SECTION 9. Performance Awards.
(a) Grant. The Committee shall have sole authority to determine the Participants who shall
receive a “Performance Award”, which shall consist of a right which is (i) denominated in cash or
Shares, (ii) valued, as determined by the Committee, in accordance with the achievement of such
Performance Goals during such Performance Periods as the Committee shall establish, and
(iii) payable at such time and in such form as the Committee shall determine.
(b) Terms and Conditions. Subject to the terms of the Plan and any applicable Award
Agreement, the Committee shall determine the Performance Goals to be achieved during any
Performance Period, the length of any Performance Period, the amount of any Performance Award
and the amount and kind of any payment or transfer to be made pursuant to any Performance
Award.
(c) Payment of Performance Awards. Performance Awards may be paid in a lump sum or in
installments following the close of the Performance Period as set forth in the Award Agreement on
the date of grant.
SECTION 10. Other Stock-Based Awards. The Committee shall have authority to grant to
Participants an “Other Stock-Based Award”, which shall consist of any right which is (i) not an
Award described in Sections 6 through 9 above, and (ii) an Award of Shares or an Award
denominated or payable in, valued in whole or in part by reference to, or otherwise based on or
related to, Shares (including, without limitation, securities convertible into Shares), as deemed by
the Committee to be consistent with the purposes of the Plan; provided that any such rights must
comply, to the extent deemed desirable by the Committee, with Rule 16b-3 and applicable law.

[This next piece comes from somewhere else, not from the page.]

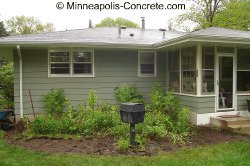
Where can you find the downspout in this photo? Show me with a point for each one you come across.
(20, 80)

Subject to the terms of the Plan and any applicable Award Agreement, the Committee shall
determine the terms and conditions of any such Other Stock-Based Award, including the price, if
any, at which securities may be purchased pursuant to any Other Stock-Based Award granted
under this Plan.
SECTION 11. Performance Compensation Awards.
(a) General. The Committee shall have the authority, at the time of grant of any Award
described in Sections 6 through 10 (other than Options and Stock Appreciation Rights), to
designate such Award as a Performance Compensation Award in order to qualify such Award as
“performance-based compensation” under Section 162(m) of the Code.